Monitoring

Hopsworks provides administrators with a view of the status/health of the cluster. Information is provided both through the Services page and through the Grafana page.

Services

This page give the administrators an overview of which services are running on the cluster. It provides information about their status as reported by Kagent which, in turn, monitor the status of the different SystemD units.

The health of a cluster is classified as Good if all the services are running correctly. On the other hand, if an instance of a service is down, the cluster health is classified as Bad.

Edit user

Service List

Services are divided into groups. Clicking on a group will lead to the group administration page. From there administrators will be able to start, stop or restart all the instances of all the services running of that group.

Edit user

Start, Stop and Restart all services in a group

Clicking on a single service will lead to a similar page where administrators will be able to start, stop or restart a specific service.

Grafana

The Grafana page provides more detail information on the status of the cluster, by visualizing in Grafana the metrics of the services running in the cluster and of the hosts. Hopsworks ships with default dashboards that cover all the major services. The default dashboards are Read-Only and can be found in the Hops folder.

If administrators want to build custom dashboards, they should log in into Grafana. The login username and password for the admin user are set from the cluster definition by specifying the parameters grafana/admin_user and grafana/admin_password. The default values are adminuser for the username and adminpw for the password.

Once logged in, administrators have the possibility of building custom visualization dashboards. They can either start from scratch or duplicate one of the default dashboards provided with Hopsworks. The data is taken from Prometheus, the Prometheus documentation contains all the instructions on how to query it.

Administrators should be aware that dashboards are stored in a SQLite database located on the same host Grafana is running. If administrators develop custom dashboards, we recommend taking periodic backups of the Grafana database.

In the scenario in which Hopsworks is not reachable and administrators want access to the dashboard to troubleshoot problems, they can do so by connecting directly with Grafana on the port 3000. In that case, administrators should also supply in the URL the base path: /hopsworks-api/grafana. The complete path would then be http://localhost:3000/hopsworks-api/grafana.

Alerting

The default Hopsworks installation allows the possibility of deploying Alertmanager. Alertmanager is a component of the Prometheus ecosystem that is responsible of sending alerts in case something fails.

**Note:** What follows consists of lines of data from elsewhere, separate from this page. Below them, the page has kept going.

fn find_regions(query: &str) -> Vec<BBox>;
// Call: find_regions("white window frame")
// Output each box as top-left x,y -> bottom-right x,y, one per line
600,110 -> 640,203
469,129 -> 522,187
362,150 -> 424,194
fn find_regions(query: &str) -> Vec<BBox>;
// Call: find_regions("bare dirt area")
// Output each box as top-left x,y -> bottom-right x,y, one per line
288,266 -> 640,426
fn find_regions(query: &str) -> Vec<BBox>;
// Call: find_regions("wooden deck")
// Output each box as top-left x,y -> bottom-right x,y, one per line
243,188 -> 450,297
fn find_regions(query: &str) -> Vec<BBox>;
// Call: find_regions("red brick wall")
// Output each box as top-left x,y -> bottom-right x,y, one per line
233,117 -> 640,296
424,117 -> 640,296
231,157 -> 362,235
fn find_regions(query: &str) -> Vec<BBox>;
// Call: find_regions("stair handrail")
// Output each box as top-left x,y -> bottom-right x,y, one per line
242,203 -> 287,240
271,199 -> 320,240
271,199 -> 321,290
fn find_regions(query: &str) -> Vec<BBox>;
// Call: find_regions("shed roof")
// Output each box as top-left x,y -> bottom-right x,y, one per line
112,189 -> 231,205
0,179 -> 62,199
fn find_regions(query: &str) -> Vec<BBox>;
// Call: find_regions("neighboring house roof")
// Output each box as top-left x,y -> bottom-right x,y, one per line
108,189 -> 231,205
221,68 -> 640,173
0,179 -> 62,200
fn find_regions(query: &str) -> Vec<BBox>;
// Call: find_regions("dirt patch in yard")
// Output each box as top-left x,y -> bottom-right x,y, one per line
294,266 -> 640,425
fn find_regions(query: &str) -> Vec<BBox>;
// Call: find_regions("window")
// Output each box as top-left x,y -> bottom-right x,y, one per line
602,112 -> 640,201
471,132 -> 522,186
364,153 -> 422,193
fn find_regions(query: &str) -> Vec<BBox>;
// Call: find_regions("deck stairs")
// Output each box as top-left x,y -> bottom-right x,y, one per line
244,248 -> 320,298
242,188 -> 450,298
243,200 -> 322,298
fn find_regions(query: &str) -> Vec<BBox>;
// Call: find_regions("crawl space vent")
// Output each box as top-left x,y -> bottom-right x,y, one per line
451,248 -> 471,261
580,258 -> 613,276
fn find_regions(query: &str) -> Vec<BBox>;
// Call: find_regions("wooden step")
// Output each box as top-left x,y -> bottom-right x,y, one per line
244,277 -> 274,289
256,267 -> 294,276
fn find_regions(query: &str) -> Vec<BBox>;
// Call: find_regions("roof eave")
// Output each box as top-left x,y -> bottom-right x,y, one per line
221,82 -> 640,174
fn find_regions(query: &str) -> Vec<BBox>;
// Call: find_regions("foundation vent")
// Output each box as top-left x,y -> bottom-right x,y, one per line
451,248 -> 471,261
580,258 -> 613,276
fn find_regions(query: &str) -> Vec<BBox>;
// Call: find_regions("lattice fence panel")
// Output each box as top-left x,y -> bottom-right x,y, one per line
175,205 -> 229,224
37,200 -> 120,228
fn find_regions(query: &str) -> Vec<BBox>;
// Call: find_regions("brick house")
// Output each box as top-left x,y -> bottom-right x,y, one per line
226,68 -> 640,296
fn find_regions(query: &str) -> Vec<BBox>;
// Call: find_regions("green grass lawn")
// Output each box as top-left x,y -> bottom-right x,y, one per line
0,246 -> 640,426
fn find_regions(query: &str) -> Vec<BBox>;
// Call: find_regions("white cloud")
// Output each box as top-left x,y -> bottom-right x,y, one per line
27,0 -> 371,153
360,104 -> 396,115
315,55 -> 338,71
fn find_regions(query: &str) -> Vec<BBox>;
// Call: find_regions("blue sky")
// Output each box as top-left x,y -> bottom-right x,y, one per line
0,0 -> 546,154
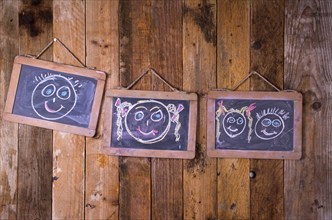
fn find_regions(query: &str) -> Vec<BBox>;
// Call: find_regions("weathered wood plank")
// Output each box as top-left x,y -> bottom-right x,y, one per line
217,1 -> 250,219
183,0 -> 217,219
149,0 -> 183,219
284,0 -> 332,219
85,0 -> 119,219
0,0 -> 19,219
52,0 -> 85,219
250,0 -> 284,220
17,1 -> 53,219
119,0 -> 151,219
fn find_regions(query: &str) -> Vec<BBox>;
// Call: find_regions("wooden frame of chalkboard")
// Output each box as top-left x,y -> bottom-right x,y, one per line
3,56 -> 106,136
103,89 -> 197,159
207,91 -> 302,159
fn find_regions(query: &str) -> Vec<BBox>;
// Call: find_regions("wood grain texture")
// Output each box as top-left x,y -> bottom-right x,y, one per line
284,0 -> 332,219
183,0 -> 217,219
217,1 -> 250,219
17,1 -> 53,219
119,0 -> 151,219
0,0 -> 19,219
52,0 -> 85,219
149,0 -> 183,219
250,0 -> 284,220
85,0 -> 119,219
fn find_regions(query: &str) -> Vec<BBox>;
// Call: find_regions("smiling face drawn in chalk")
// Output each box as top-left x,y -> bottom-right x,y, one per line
255,108 -> 289,140
222,111 -> 247,138
125,100 -> 171,143
31,75 -> 77,120
255,114 -> 285,140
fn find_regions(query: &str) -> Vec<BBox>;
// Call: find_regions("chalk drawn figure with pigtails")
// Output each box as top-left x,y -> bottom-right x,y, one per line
112,97 -> 189,150
215,99 -> 294,151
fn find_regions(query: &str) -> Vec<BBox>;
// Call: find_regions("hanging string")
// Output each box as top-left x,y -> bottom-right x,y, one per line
232,71 -> 280,92
126,68 -> 179,92
214,71 -> 281,92
26,38 -> 87,69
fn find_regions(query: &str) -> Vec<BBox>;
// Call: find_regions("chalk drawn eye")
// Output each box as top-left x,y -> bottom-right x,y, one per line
236,118 -> 243,125
272,119 -> 281,128
135,111 -> 144,121
56,86 -> 70,100
262,118 -> 271,127
41,84 -> 56,97
151,110 -> 163,122
227,117 -> 235,124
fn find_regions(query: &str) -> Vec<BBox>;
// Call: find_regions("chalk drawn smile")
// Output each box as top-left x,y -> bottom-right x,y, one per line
261,129 -> 278,136
114,98 -> 184,144
31,75 -> 80,120
227,126 -> 239,132
137,126 -> 158,136
44,101 -> 65,113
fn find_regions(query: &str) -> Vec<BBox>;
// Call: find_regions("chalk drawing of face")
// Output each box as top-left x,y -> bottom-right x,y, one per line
125,100 -> 171,144
222,111 -> 247,138
255,111 -> 285,140
31,75 -> 77,120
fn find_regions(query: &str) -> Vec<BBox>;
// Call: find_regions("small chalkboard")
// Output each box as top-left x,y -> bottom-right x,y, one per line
207,91 -> 302,159
104,90 -> 197,159
4,56 -> 106,136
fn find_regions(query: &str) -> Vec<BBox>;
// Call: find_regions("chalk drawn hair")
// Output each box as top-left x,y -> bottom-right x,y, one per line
33,72 -> 82,91
216,100 -> 256,143
256,108 -> 289,121
114,98 -> 184,144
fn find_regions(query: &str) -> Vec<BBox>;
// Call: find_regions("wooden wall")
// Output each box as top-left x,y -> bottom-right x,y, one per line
0,0 -> 332,219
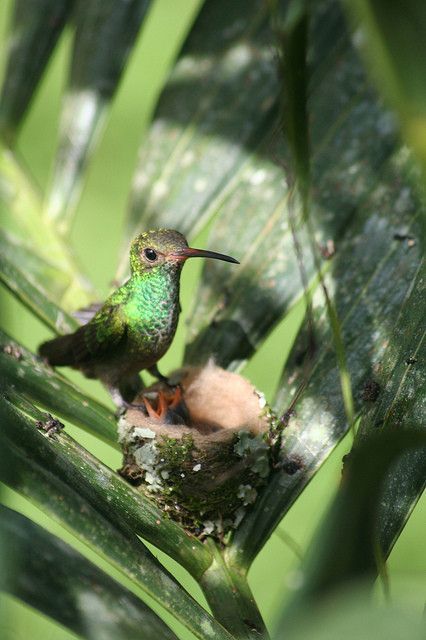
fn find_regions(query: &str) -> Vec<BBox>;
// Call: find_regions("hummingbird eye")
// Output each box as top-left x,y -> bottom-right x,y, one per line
144,248 -> 157,262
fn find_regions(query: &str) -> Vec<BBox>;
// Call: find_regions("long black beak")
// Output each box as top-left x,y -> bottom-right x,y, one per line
175,247 -> 240,264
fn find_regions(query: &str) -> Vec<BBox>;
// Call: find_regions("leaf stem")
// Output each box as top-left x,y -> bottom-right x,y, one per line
200,540 -> 269,640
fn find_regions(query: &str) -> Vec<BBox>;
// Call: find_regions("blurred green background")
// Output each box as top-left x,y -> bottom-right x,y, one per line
0,0 -> 426,640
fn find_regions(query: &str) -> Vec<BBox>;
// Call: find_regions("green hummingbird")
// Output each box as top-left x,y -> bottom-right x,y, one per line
39,229 -> 238,404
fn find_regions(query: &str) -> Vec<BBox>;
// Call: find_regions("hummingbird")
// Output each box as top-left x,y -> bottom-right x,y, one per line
39,229 -> 239,406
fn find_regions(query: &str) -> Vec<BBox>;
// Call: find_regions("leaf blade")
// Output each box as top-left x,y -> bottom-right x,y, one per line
0,505 -> 177,640
0,330 -> 118,447
46,0 -> 150,234
0,0 -> 74,143
231,152 -> 424,563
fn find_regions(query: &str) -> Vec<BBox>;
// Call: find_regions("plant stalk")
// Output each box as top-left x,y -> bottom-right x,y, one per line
200,540 -> 269,640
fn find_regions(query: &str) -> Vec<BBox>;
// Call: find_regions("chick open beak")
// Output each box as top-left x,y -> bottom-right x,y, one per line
174,247 -> 240,264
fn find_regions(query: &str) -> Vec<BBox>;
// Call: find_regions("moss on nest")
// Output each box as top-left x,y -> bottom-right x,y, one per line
119,362 -> 274,537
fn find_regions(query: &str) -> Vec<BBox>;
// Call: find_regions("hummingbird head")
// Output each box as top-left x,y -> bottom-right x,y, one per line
130,229 -> 239,273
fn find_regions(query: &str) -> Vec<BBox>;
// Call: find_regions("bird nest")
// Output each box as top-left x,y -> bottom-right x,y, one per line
119,362 -> 275,537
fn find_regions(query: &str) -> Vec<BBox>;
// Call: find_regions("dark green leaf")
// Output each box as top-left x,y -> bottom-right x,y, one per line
0,233 -> 78,333
0,147 -> 90,309
186,2 -> 400,367
232,151 -> 424,563
357,263 -> 426,556
0,505 -> 177,640
0,330 -> 118,447
48,0 -> 150,233
2,391 -> 210,575
120,0 -> 394,367
116,0 -> 277,275
0,391 -> 235,640
282,428 -> 426,615
273,585 -> 424,640
343,0 -> 426,170
0,0 -> 74,143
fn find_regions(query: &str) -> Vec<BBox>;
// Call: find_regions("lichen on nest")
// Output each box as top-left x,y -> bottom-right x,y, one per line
119,361 -> 275,538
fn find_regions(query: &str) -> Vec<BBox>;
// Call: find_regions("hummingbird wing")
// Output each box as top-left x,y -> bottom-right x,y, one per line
39,301 -> 127,367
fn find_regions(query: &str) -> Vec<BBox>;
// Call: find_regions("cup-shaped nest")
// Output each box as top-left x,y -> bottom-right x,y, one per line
119,362 -> 274,537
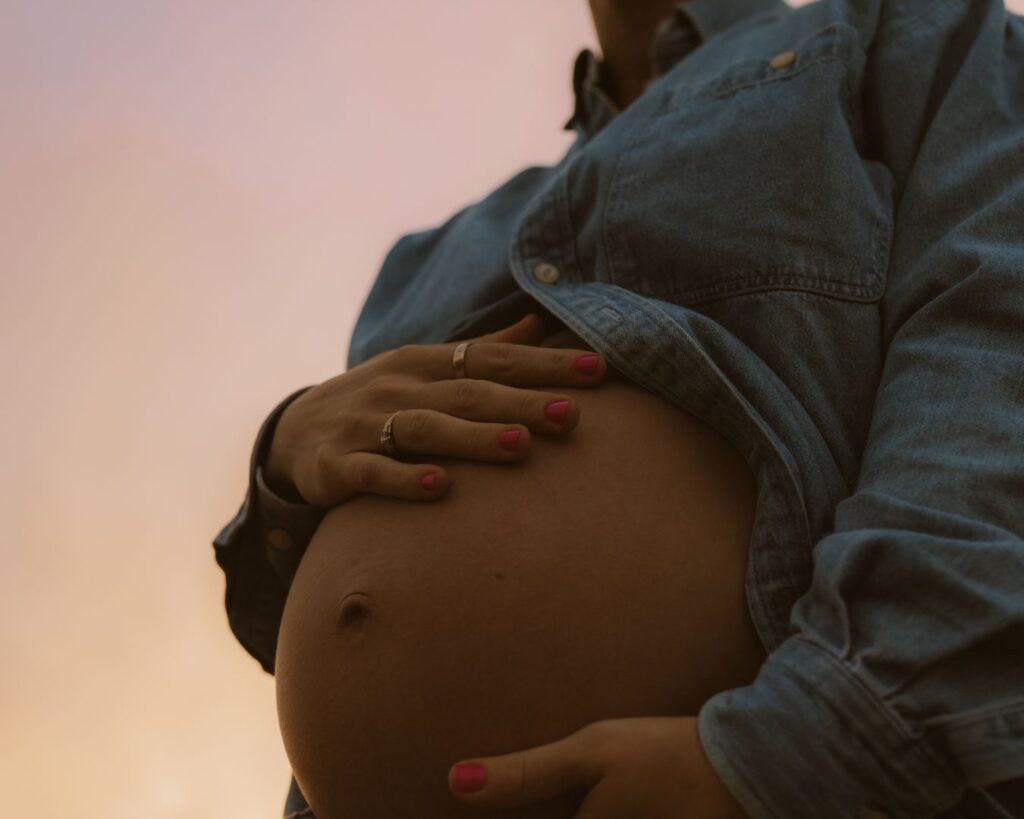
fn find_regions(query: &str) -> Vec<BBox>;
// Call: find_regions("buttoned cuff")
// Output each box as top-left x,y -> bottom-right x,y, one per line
697,637 -> 966,819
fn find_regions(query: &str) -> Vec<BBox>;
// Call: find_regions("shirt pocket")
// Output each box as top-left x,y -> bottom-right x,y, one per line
602,23 -> 893,311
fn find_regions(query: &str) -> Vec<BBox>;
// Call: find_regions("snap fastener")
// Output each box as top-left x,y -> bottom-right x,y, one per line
534,262 -> 561,285
768,51 -> 797,69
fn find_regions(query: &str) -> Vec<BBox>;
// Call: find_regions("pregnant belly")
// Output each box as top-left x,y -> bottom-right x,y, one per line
275,321 -> 765,819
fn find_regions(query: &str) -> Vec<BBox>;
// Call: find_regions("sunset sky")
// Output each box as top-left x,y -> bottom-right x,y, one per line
0,0 -> 1024,819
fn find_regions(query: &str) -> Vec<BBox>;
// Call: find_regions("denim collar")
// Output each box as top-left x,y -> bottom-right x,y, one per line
562,0 -> 787,135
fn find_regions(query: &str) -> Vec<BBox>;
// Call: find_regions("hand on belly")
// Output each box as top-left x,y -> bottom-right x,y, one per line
276,345 -> 764,819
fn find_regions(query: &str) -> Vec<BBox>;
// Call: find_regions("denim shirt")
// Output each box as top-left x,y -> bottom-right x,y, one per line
215,0 -> 1024,819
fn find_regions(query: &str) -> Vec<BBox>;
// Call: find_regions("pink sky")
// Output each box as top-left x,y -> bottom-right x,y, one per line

The Alertmanager can be configured from Karamel/Chef by specifying the Email and/or Slack configuration to use when sending alerts. Example:

attrs:
    alertmanager:
        slack:
            api_url: <api_url>
            channel: hopsworks
            username: alertmanager

The default Hopsworks installation provides a set of rules which are evaluated by Prometheus as it ingests new metrics. If one of the condition is met, Prometheus notifies the Alertmanager which sends an alert. The rules can be found in /srv/hops/prometheus/prometheus/alerting-rules. Currently Hopsworks provides rule files only for host metrics. More rules will be added in future releases. Administrators are free to change those files, however they should be aware that the files will be overwritten during upgrades.